# Big Entropy and the Generalized Linear Model

In [1]:
%matplotlib inline
import pandas as pd
import numpy as np

import collections

import matplotlib.pyplot as plt
import pymc3 as pm

import scipy.stats as stats

Why choose the distributions with the biggest entropy? 

1. The widest distribution and least informative. In the context of likelihoods = selecting the distribution we'd get by counting up all the ways outcomes could arise, consistent with constraints on the outcome variable. In both cases, the resulting distribution embodies the least information while remaining true to the information we've provided.
2. Nature tends to produce empirical distributions that have high entropy. 
3. Regardless of why it works, it works. There is no guarantee that logic in the small world will work in the big world, even if the mathematics works.

Information entropy: 
$$ H(p) = - \sum_{i} p_i log p_i $$

The principle of maximum entropy applies this measure of uncertainty to the problem of choosing among probability distributions.
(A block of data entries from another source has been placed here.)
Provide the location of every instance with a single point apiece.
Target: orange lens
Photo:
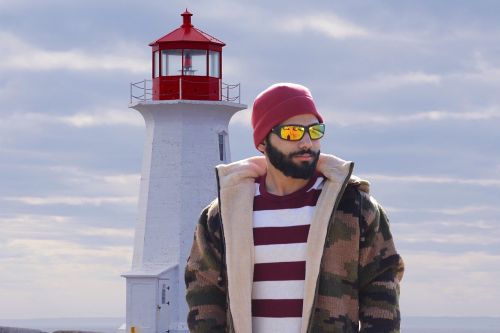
(292, 133)
(316, 131)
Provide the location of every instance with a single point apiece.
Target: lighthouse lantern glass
(213, 63)
(171, 62)
(195, 62)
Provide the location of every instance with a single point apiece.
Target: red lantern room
(187, 64)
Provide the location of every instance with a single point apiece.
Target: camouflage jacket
(352, 267)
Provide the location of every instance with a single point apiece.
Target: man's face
(296, 159)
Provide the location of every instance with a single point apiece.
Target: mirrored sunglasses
(296, 132)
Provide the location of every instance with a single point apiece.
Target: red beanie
(278, 103)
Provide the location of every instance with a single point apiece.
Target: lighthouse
(186, 107)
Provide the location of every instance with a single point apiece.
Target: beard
(284, 162)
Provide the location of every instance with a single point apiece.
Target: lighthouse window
(156, 64)
(222, 146)
(195, 62)
(213, 63)
(171, 62)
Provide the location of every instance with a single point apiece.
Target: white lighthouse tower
(186, 108)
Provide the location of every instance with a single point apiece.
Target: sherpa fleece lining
(237, 190)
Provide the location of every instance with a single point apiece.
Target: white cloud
(364, 118)
(390, 81)
(432, 180)
(18, 55)
(105, 117)
(450, 280)
(449, 233)
(328, 24)
(460, 210)
(94, 118)
(49, 272)
(484, 71)
(72, 200)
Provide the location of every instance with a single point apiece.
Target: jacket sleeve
(205, 288)
(380, 271)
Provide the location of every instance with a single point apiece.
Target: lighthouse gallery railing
(142, 91)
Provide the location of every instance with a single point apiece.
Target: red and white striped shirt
(280, 230)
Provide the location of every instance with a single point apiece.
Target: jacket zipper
(223, 248)
(339, 196)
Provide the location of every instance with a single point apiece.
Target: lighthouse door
(164, 307)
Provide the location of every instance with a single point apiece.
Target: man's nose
(305, 142)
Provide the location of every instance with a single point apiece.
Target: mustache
(304, 151)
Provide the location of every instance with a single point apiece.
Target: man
(294, 242)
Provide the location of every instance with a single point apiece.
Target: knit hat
(278, 103)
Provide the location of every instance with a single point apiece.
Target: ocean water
(408, 324)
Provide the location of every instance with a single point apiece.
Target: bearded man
(294, 242)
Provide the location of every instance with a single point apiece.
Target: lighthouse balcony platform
(184, 88)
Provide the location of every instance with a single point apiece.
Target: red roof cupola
(187, 64)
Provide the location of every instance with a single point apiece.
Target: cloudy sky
(410, 92)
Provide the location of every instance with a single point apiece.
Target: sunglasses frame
(277, 130)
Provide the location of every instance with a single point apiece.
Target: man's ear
(262, 147)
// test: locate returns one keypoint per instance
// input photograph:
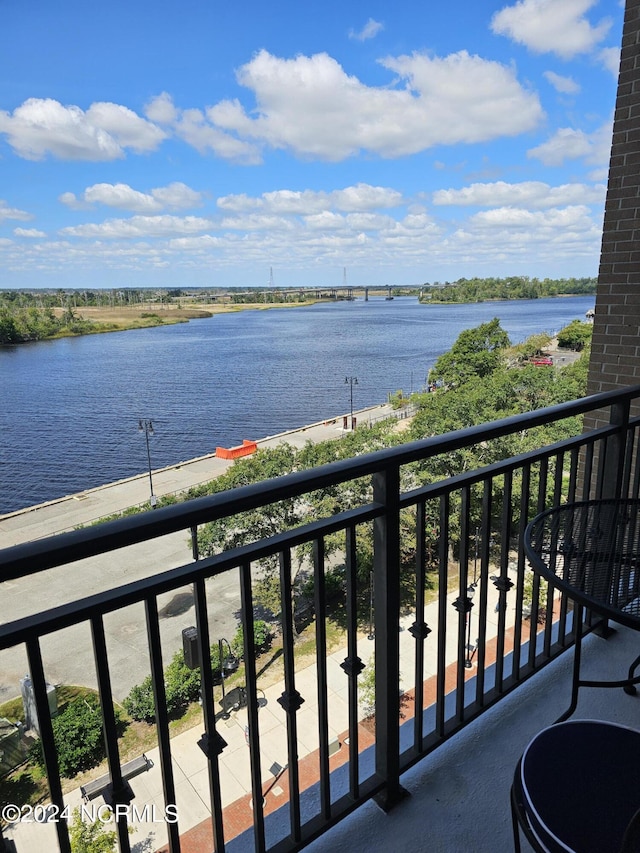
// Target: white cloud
(530, 194)
(571, 144)
(310, 106)
(139, 226)
(555, 218)
(7, 212)
(44, 126)
(551, 26)
(28, 232)
(370, 30)
(361, 197)
(564, 85)
(194, 128)
(610, 58)
(175, 196)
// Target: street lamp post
(351, 381)
(228, 663)
(471, 650)
(147, 428)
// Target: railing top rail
(45, 553)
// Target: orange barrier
(244, 449)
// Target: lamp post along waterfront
(147, 428)
(351, 381)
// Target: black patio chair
(577, 788)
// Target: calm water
(70, 408)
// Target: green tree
(91, 837)
(78, 736)
(575, 336)
(475, 355)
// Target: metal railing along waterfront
(443, 548)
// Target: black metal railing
(440, 555)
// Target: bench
(103, 783)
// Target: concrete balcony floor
(459, 796)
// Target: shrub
(139, 703)
(182, 684)
(261, 638)
(90, 837)
(77, 733)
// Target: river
(70, 407)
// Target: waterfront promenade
(66, 513)
(126, 629)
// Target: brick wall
(615, 355)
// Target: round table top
(591, 551)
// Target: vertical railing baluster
(353, 665)
(485, 556)
(52, 768)
(162, 717)
(556, 501)
(121, 793)
(502, 581)
(251, 681)
(290, 700)
(320, 603)
(463, 603)
(419, 630)
(386, 566)
(535, 586)
(211, 743)
(589, 452)
(525, 502)
(443, 589)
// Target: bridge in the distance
(341, 292)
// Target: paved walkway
(125, 628)
(126, 633)
(68, 512)
(190, 764)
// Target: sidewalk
(190, 764)
(68, 512)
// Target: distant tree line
(19, 325)
(514, 287)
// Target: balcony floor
(459, 796)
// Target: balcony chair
(577, 788)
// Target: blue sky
(204, 144)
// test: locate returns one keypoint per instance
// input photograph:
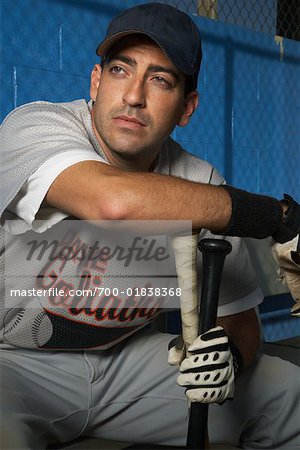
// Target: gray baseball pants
(129, 393)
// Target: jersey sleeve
(27, 206)
(38, 141)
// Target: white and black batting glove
(209, 370)
(287, 256)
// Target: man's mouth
(129, 122)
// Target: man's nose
(134, 94)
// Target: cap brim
(105, 45)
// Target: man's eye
(162, 81)
(116, 69)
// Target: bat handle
(214, 252)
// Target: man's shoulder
(47, 110)
(188, 166)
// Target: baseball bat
(214, 252)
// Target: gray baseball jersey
(41, 270)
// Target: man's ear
(95, 80)
(191, 103)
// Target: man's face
(139, 99)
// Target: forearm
(96, 191)
(244, 331)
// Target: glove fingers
(199, 362)
(214, 374)
(209, 395)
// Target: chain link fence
(276, 17)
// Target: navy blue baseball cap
(173, 30)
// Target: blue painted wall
(248, 122)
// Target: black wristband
(253, 215)
(290, 224)
(238, 363)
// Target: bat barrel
(214, 252)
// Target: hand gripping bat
(198, 316)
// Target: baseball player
(73, 365)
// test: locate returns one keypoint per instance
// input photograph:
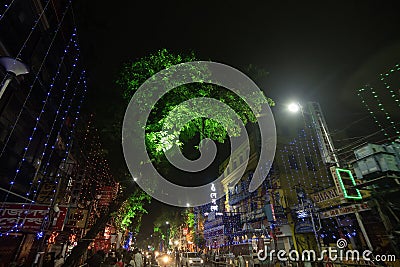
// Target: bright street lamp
(14, 68)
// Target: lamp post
(167, 236)
(14, 68)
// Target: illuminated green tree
(158, 140)
(130, 213)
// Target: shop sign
(29, 217)
(345, 210)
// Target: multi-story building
(43, 85)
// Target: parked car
(191, 259)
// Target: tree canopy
(158, 138)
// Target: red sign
(26, 217)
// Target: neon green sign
(347, 184)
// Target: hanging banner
(28, 218)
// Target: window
(293, 162)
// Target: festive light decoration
(30, 33)
(38, 119)
(36, 78)
(60, 110)
(380, 102)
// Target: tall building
(39, 111)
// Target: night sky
(321, 51)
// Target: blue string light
(37, 121)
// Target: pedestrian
(177, 259)
(119, 262)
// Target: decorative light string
(327, 178)
(389, 87)
(372, 113)
(311, 163)
(381, 107)
(33, 131)
(67, 152)
(62, 123)
(30, 33)
(35, 79)
(17, 226)
(306, 181)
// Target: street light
(14, 68)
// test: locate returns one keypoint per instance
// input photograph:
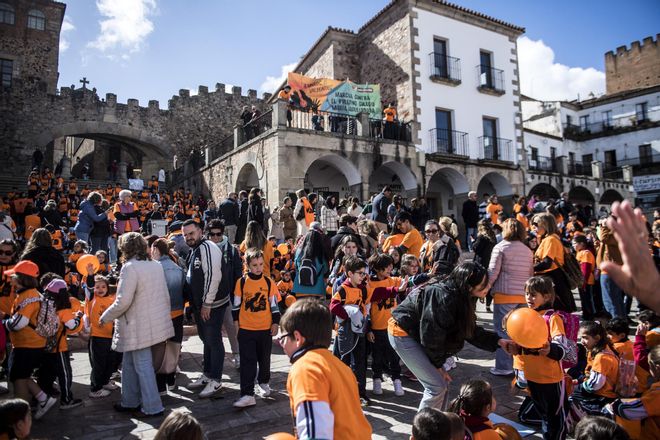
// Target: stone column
(597, 170)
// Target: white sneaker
(200, 382)
(111, 386)
(245, 401)
(210, 389)
(265, 389)
(99, 394)
(398, 388)
(42, 408)
(377, 387)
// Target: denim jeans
(503, 360)
(470, 235)
(210, 332)
(138, 382)
(612, 297)
(412, 354)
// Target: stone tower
(29, 41)
(634, 68)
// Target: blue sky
(149, 49)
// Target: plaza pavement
(390, 416)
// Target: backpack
(572, 271)
(571, 327)
(307, 274)
(47, 320)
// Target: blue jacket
(174, 278)
(87, 217)
(319, 287)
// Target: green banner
(350, 99)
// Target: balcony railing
(490, 79)
(493, 148)
(579, 168)
(449, 142)
(445, 68)
(622, 122)
(543, 163)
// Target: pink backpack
(571, 327)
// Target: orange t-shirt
(381, 311)
(255, 312)
(27, 337)
(542, 369)
(319, 376)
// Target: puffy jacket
(433, 316)
(87, 217)
(174, 278)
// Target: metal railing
(490, 78)
(579, 168)
(543, 163)
(258, 125)
(449, 142)
(445, 67)
(493, 148)
(623, 121)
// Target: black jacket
(47, 258)
(470, 213)
(433, 314)
(344, 231)
(229, 212)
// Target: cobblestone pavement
(390, 416)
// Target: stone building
(34, 113)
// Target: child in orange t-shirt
(105, 361)
(587, 262)
(600, 376)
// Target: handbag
(165, 356)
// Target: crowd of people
(385, 285)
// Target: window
(440, 57)
(610, 160)
(641, 112)
(36, 20)
(7, 15)
(584, 123)
(645, 154)
(6, 71)
(443, 132)
(486, 76)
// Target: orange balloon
(86, 259)
(283, 248)
(527, 328)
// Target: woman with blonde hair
(549, 257)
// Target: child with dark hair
(601, 373)
(15, 419)
(433, 424)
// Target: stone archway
(333, 174)
(494, 183)
(395, 174)
(247, 178)
(610, 196)
(446, 191)
(543, 191)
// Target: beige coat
(142, 308)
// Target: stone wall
(633, 68)
(35, 53)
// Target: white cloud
(542, 78)
(125, 27)
(67, 26)
(273, 82)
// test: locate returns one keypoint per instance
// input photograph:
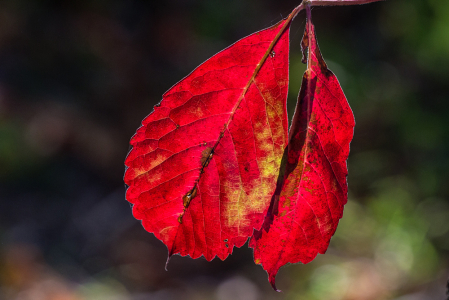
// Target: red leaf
(312, 189)
(204, 163)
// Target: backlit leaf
(312, 189)
(204, 163)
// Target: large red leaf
(312, 188)
(204, 163)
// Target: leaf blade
(217, 136)
(308, 204)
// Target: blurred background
(76, 79)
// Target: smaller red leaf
(312, 188)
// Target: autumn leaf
(312, 190)
(204, 163)
(214, 163)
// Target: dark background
(76, 79)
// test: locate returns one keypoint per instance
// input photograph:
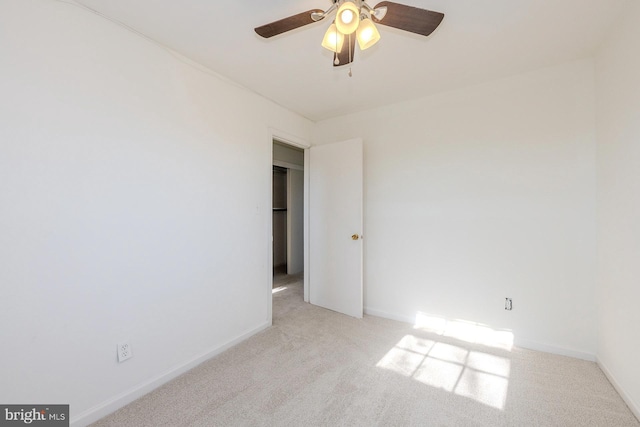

``` The distribution that can happen the most ways is also the distribution with the biggest information entropy. The distribution with the biggest entropy is the most conservative distribution that obeys its constraints. ```

In [11]:
p = np.array(
    [[0, 0, 10, 0, 0], # pA
    [0, 1, 8, 1, 0], # pB
    [0, 2, 6, 2, 0], # pC
    [1, 2, 4, 2, 1], # pD
    [2, 2, 2, 2, 2]] # pE
)

In [17]:
p_norm = np.apply_along_axis(lambda x: x / sum(x), arr=p, axis=1)

Since these are probability distributions, we can compute the information entropy of each.

In [28]:
def entropy(arr):
    return - sum([ val * np.log(val) if val > 0 else 0 for val in arr])

In [27]:
np.apply_along_axis(lambda x: entropy(x), arr=p_norm, axis=1)

array([-0.        ,  0.63903186,  0.95027054,  1.47080848,  1.60943791])

So distribution E, which can be realized by far the greatest number of ways, also has the biggest entropy, which is not a coincidence.

** Information entropy is a way of counting how many unique arrangements correspond to a distribution. **

This is useful because the distribution that can happen the greatest number of ways is the most plausible distribution. Call this the maximum entropy distribution.